The economic crisis in Greece has exposed cracks within the Eurozone which may have been ignored had the economy not collapsed and fell into a depression not seen since the Second World War.
The cracks may have been plastered over by euro leaders who finally managed to force Prime Minister Alexis Tsipras to implement austerity measures in return for more negotiations, but a crevice is fast forming within Greece.
Not only between members of the left wing ruling Syriza party — but between the people and the politicians.
Thousands of protesters gathered in Athens as parliament approved another round of reforms that include Greece using any money made on tax increases to pay off its debts, leaving it without any cash to invest in public spending on a people who have already endured years of austerity.
The second Eurozone mandate is the bank recovery and resolution directive which means the creditors and shareholders, not the tax payers, bear the losses of any future bank failures. Greece must also say goodbye to Cicero oratory and hello to a new electronic justice system.
The bill passed with the support of 230 lawmakers in the 300-seat parliament, suggesting that Tsipras is on firmer footing. However, 36 out of 149 members of Tsipras' own party voted against the bill or abstained.
According to Ekathimerinin, the Greek news service, The Left Platform (part of Syriza) think Greece should return to the drachma and form closer ties with Russia.

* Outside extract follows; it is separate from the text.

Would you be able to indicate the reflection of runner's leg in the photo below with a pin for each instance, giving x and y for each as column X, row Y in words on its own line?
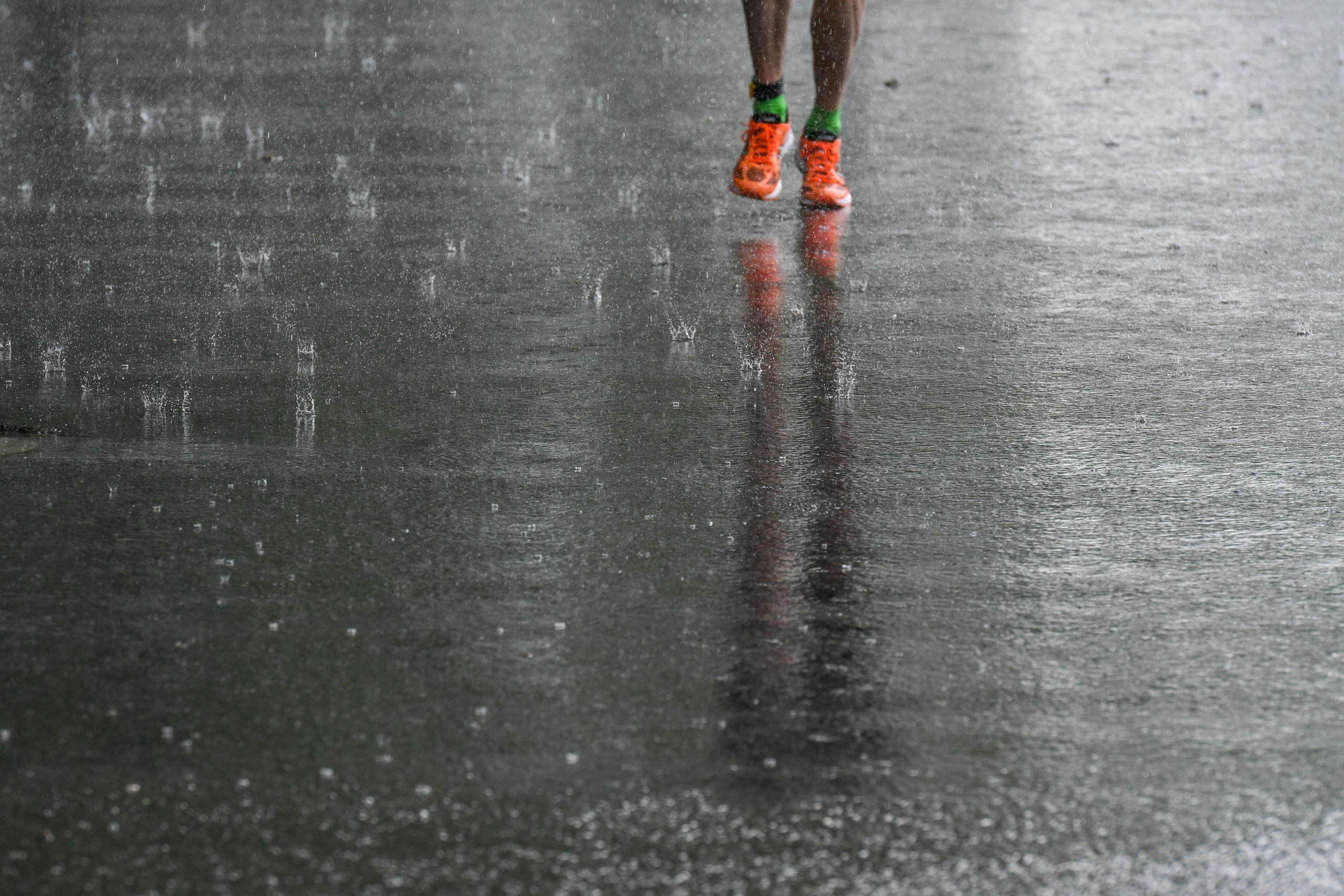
column 835, row 34
column 768, row 135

A faction inside Greece's government wants to ally with Russia and go back to the drachma http://t.co/qP4teZv20a pic.twitter.com/D3DQRNc11n
— Greece Update (@GreeceUpdate) July 23, 2015
Tsipras so far may have appeared to have contained a rebellion in his own party but implementing the measures is going to be as tough as Heracles' twelve labors in a country which if it fails, could be forced to leave the EU by 2016 anyway.